Jeff Shevlin · October 28, 2021

Things change. The unfortunate thing with many successful businesses is that as they grow profits become more important than good customer service. NGC is now going to charge an extra $5 for each So-Called Dollar to put an SH # on their slabs. HK #’s are free, as well as Baker #’s, Julian #’s, Musante #’s, in fact, they will put all three on one slab, for free, as long as it is not an SH #.

When asked why an extra $5 for an SH # the reply was: “It really makes things complicated”, “It is a lot of extra and UNNECESSARY work for each coin” and “We really don’t have the time for extra work unless it’s worth it”. Which means you need to pay us more for it to be worth it?

Of course, as knowledgeable collectors, we know that an SH # is no more difficult than any other number.

Neal Musante’s new book on Washington Medals, and his new numbering system, has become the new standard not only for collectors but also the auction firms and certification companies. Things do change.

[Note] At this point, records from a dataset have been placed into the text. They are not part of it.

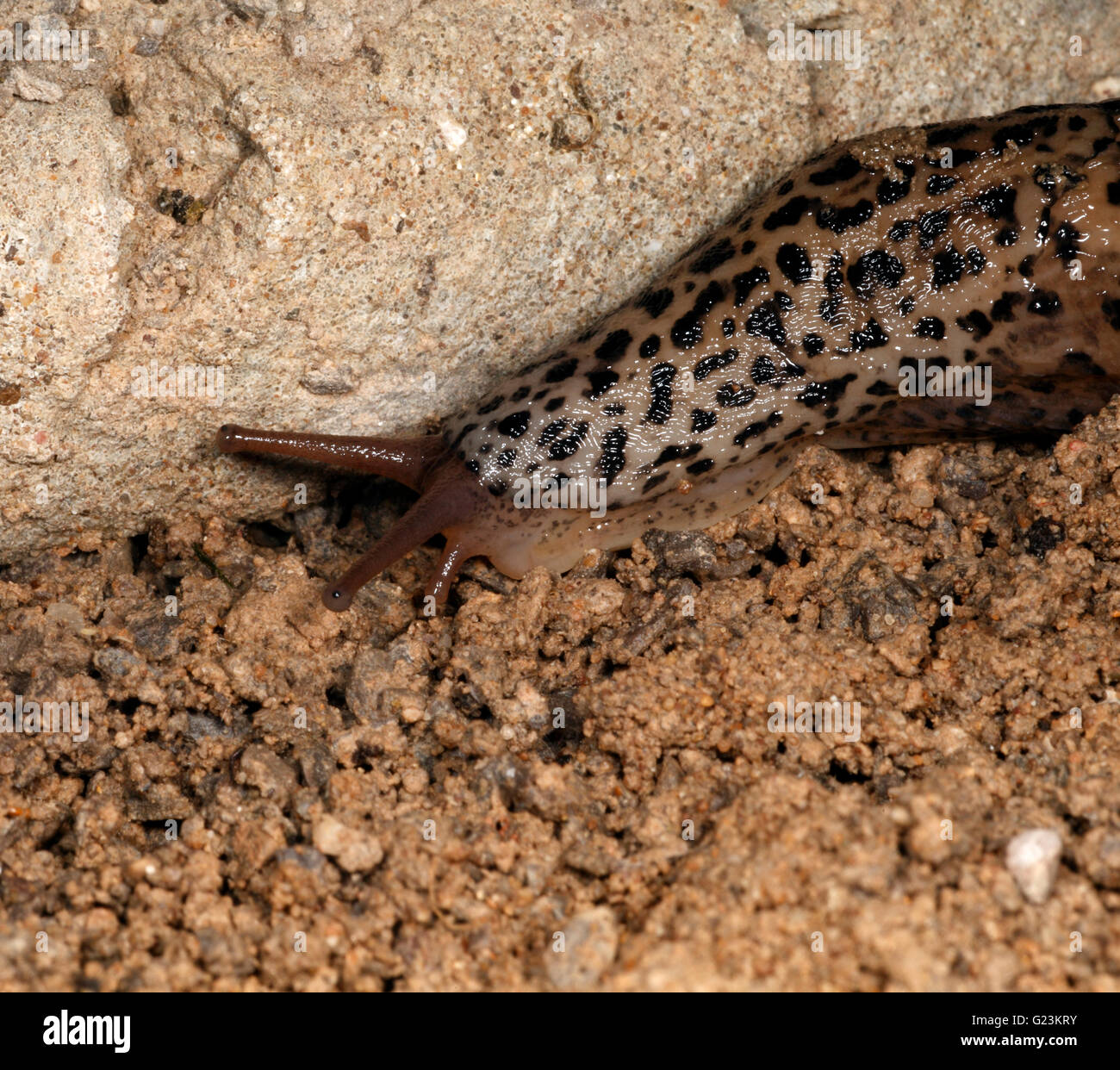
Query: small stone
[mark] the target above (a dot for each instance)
(354, 850)
(590, 942)
(1033, 860)
(32, 88)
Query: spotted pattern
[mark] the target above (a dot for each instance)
(937, 249)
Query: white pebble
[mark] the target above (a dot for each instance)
(1033, 860)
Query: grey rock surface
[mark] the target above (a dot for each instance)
(357, 217)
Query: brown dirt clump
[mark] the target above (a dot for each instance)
(570, 781)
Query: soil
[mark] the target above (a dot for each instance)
(570, 782)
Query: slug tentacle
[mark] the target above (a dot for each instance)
(447, 503)
(953, 280)
(403, 459)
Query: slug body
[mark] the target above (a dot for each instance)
(989, 245)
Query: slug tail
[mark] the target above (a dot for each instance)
(404, 459)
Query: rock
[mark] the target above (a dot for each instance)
(381, 231)
(30, 88)
(1033, 858)
(354, 850)
(590, 942)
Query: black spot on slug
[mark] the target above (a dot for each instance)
(870, 336)
(600, 381)
(702, 420)
(709, 364)
(661, 388)
(892, 190)
(975, 323)
(874, 269)
(709, 260)
(930, 327)
(676, 453)
(514, 425)
(746, 282)
(794, 264)
(940, 183)
(947, 268)
(787, 215)
(930, 226)
(1003, 308)
(731, 395)
(613, 458)
(1044, 302)
(765, 323)
(846, 167)
(650, 346)
(614, 346)
(753, 431)
(656, 302)
(840, 220)
(559, 372)
(825, 391)
(998, 202)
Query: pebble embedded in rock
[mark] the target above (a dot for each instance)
(590, 940)
(1033, 858)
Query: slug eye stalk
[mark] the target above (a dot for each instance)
(447, 501)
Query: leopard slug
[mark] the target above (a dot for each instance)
(988, 245)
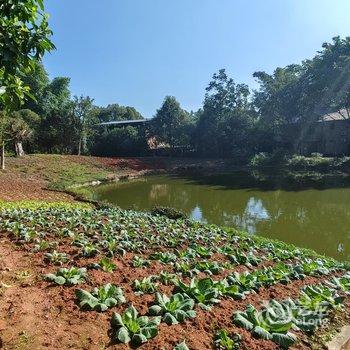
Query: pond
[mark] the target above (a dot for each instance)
(307, 209)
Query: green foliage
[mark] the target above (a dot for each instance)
(168, 125)
(174, 309)
(107, 265)
(137, 261)
(65, 276)
(130, 327)
(56, 258)
(203, 291)
(320, 296)
(224, 341)
(262, 325)
(166, 278)
(340, 283)
(164, 257)
(100, 299)
(25, 37)
(144, 286)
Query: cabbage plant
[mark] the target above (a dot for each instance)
(265, 325)
(203, 291)
(174, 309)
(67, 276)
(100, 299)
(130, 327)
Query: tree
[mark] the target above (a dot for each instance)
(19, 132)
(24, 34)
(84, 112)
(169, 123)
(226, 118)
(115, 112)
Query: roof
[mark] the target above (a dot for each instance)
(338, 115)
(125, 122)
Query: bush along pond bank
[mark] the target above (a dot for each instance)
(119, 277)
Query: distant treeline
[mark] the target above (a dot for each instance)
(233, 121)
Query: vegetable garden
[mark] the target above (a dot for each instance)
(176, 284)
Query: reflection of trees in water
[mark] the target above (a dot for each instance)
(158, 191)
(316, 218)
(253, 213)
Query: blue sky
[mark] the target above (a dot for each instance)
(135, 52)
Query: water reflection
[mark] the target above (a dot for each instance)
(307, 210)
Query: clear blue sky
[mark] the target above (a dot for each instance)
(135, 52)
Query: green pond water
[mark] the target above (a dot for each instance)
(310, 211)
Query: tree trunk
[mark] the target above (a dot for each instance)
(2, 155)
(79, 146)
(19, 149)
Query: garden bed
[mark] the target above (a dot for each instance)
(215, 273)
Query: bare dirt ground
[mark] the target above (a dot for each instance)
(29, 178)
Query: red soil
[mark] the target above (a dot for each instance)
(38, 315)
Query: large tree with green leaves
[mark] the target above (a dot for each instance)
(226, 119)
(84, 112)
(24, 38)
(169, 123)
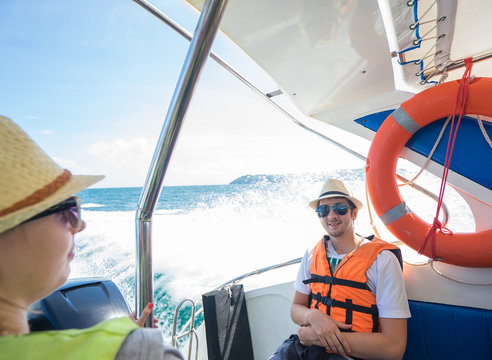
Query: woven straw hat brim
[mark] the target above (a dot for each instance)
(333, 188)
(74, 185)
(314, 204)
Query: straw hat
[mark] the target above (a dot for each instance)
(334, 188)
(30, 181)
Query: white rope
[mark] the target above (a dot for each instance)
(430, 154)
(484, 133)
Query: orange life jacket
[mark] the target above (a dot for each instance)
(345, 295)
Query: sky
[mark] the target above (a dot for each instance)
(91, 82)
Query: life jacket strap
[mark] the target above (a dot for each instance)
(335, 281)
(349, 307)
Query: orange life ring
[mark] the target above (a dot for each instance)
(463, 249)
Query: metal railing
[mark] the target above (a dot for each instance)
(196, 57)
(183, 333)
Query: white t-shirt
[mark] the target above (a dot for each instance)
(384, 278)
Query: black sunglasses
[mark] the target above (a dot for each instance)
(70, 209)
(339, 209)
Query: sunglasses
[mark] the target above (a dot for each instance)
(70, 208)
(338, 208)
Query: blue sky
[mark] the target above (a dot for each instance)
(91, 82)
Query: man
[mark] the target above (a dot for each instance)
(350, 296)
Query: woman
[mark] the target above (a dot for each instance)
(39, 217)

So-Called Dollars used to be cataloged by Kenny numbers, based on Kenny’s landmark article published in the 1950’s. H&K numbers were popularized by the 1963 book by Hibler & Kappen and the 2008 re-print. Now we are in a transition to SH #’s for So-Called Dollars, for Shevlin & Hyder. All of the major grading firms, NGC, PCGS, ANACS and ICG have started to use SH #’s.

See the NGC slab to the left. NGC however is only putting part of the SH # on their slabs, they are leaving off the final letter which is the composition component, this is unfortunate for NGC as their “population report” will soon become meaningless to So-Called Dollar collectors.

Using the 1915 Panama-Pacific Exposition Official Medal as an example, the NGC holder says SH 18-1. NGC is omitting the final composition letter “BZ” for Bronze or “S” for Silver or “GP” for Gold-Plated. The label should say SH 18-1 BZ. This means that in the future collectors will no longer know what compositions are rarer than others. It would be the same as labeling them all with HK 399, regardless of whether they are silver, gold-plated or bronze. Collectors will not know how many were certified in silver, gold-plated or bronze. The NGC population report will become worthless to collectors. Fortunately the PCGS population report will identify each metal composition separately and it will become the only reliable population report for collectors of So-Called Dollars.

See the PCGS slab to the right. The SH 25-2 is followed by the composition, in this case Gilt Bronze.

NGC said I would need to pay them $5 extra to put the SH # on the slab, which I am unlikely to do, because they put HK #’s and dozens of other attribution #’s on for free. Why an extra $5 for an SH #? As the transition to SH#’s becomes the industry standard, fewer and fewer on my submittals for grading So-Called Dollars will be sent to NGC. That is unfortunate because NGC actually does a very good job of grading So-Called Dollars.

Things change. NGC started grading So-Called Dollars years before PCGS, but PCGS understands the importance of a meaningful population report for future So-Called Dollar collectors, and they don’t charge extra to put an SH# on their holders, and they put the complete SH# on their holders. You may have noticed an ever increasing percentage of my inventory is in PCGS and ANACS holders.